B. ASAL- USUL TASAWUF

Bermacam- macam pendapat atau teori tentang asal kata tasawuf. Ada yang mengatakan bahwa tasawuf berasal dari kata “skata” yang berarti bersih : karena tujuan sufi adalah memberishkan jiwanya.

Ada pula ynag mengambil istilah tasawuf dari perkataan “shuffah” atau “Shuffah masjid” yang artinya serambi masjid. Istilah ini dihubungkan dengan suatu tempat di Masjid Nabi yang didiami orang seklompok para sahabat Nabi yang sangat fawir dan tidak mempunyai tempat tinggal. Mereka dikenal sebagai :” Akhlus shuffah”. Meraka adalah orang yang menyediakan seluruh waktunya untuk berjihad dan berda’wah serta meninggalkan usaha- usaha yang bersifat duniawi.

Mengenai teori yang ke- 2 tersebut diatas, Suhrawardi mengatakan bahwa mereka yang tergolong ahlus suffah itu biasa berkumpul di Masjid Madinah, seperti halnya seorang sufi berkumpul di Zawiyah atau Ribath. Mereka tidak tergerak untuk berusaha mencari nafuah dan keputuhan hidup . mereka sering ditolong orang Rasulullah.

Tirji zaidan berkeyakinan bahwa ada hubungan antara kata Arab “Atta Shopu” yang kata yunani “Shofia” yang berarti kebijaksanaan.

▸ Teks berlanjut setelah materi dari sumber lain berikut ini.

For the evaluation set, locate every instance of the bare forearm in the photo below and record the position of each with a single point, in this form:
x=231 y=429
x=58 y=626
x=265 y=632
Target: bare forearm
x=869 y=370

Dengan demikian “Asshopiyahtu” diartikan kebijaksanaan. Alas an yang dikemukakan olehnya ialah bahwa ilmu tashawuf secara tersendiri (sebagai ilmu) baru dikenal setelah masa peterjemahan kitab- kitab yunani ke dalam bahasa Arab. Hal ini sama dengan masukannya kata filsafah ke dalam bahasa Arab.

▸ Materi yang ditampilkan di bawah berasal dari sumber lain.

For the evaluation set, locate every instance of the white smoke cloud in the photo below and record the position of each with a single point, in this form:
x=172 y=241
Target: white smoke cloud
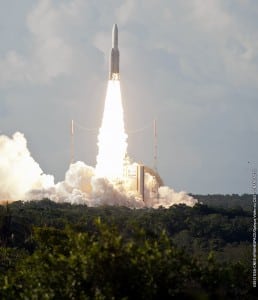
x=21 y=178
x=19 y=172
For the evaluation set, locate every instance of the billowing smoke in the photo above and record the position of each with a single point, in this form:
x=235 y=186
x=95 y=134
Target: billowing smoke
x=19 y=173
x=21 y=178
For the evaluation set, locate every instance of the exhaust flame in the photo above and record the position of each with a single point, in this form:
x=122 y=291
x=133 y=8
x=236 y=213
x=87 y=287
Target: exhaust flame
x=112 y=139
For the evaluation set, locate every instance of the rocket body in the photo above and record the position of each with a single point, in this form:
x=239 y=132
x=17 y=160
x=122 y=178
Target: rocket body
x=114 y=57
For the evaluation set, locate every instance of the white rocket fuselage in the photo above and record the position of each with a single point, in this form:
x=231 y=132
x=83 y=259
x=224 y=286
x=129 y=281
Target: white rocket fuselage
x=114 y=58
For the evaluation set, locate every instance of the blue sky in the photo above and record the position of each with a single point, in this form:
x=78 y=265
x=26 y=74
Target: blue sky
x=192 y=65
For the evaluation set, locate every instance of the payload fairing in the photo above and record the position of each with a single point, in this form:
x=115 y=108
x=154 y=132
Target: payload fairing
x=114 y=57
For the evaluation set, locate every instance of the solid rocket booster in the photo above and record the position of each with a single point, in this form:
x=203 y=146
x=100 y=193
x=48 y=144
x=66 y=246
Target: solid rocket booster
x=114 y=58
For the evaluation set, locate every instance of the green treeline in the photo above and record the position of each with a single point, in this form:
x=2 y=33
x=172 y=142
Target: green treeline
x=63 y=251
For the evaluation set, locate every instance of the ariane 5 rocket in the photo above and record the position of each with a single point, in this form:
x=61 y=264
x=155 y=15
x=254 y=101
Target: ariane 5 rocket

Dr. Ibrahim Basyuni memberikan komentar terhadap teori diatas, bahwa transliterasi yunani ke Arab tidak tepat, karena hurf signa yunani disamakan dengan huruf Sin, bukan dengan huruf Shad. Jadi kata “Shifi” asalnya diambil dari kata yunani, maka mencatumkan huruf awal. Pada kalimat atau kata “Assupu” tidak sesuai dengan ketentuan.

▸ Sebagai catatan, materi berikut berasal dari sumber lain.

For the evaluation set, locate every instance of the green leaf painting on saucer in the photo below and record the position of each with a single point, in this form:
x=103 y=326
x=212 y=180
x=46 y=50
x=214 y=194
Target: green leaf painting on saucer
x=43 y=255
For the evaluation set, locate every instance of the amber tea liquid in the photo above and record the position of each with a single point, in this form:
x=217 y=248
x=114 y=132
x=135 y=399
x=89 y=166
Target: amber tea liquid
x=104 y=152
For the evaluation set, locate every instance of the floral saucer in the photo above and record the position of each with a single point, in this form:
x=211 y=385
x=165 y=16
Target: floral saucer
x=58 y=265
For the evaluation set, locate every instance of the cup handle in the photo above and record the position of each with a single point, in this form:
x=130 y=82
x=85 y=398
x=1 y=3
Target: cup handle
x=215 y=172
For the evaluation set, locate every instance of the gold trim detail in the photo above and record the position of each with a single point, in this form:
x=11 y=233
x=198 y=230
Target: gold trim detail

C. ISTILAH- ISTILAH DALAM TASAWUF

1. Shafa (sua) disebut shafa (suci) karena kesucian batin sufi dan kebersihan tindakannya.

2. Shaff ( barisan) karena para sufi mempunyai iman kuat, jiwa bersih dan senantiasa memilih barisan terdepan dalam shalat berjamaah.

3. Saufanah yakni sejenis buah- buahan kecil berbulu, yang banyak tumbuh dipadang pasir jazirah Arabiah. Nama ini digunakan karena banyak sufi memakai pakaian berbulu yang terbuat dari domba kasar.

4. Shuffah (serambi tempat duduk) yakni Shuffah masjid Nabawi di Madinah yang disediakan bagi para tuna wisma dari kalangan Muhajirin di masa Rasulullah SAW. Para tuna wisma tersebut biasa dipanggil ahli shuffah (pemilik serambi) karena serambi masjid itulah mereka bernaung.

5. Shafwah (yang terpilih atau terbaik) sufi adalah orang yang terpilih diantara hampa Allah SWT, karena ketulusan amal mereka kepadanya.

6. Theosophi (yunani : theo = tuhan shopos = hikmah) yang berarti hikmah/ kearifan ketuhanan.

7. Shuf (bulu domba) karena para sufi biasa memakai pakaian dari bulu domba yang kasar. Sebagai lambang kerendahan hati, untuk menghadiri sikap sombong disamping untuk menerangkan jiwa, serta meninggalkan usaha- usaha yang bersifat duniawi.

D. FUNGSI DAN PERANAN TASAWUF DALAM KEHIDUPAN MODERN

a. Karakteristik Tasawuf

Tasawuf diartikan sebagai pengalaman mistik. Para tokoh sufi yang menonjol dalam pengalaman rohani tertentu, seperti

1.Zuhud

~ Orang yang zuhud lebih mengutamakan kebahagiaan hidup diakhirat & dunia.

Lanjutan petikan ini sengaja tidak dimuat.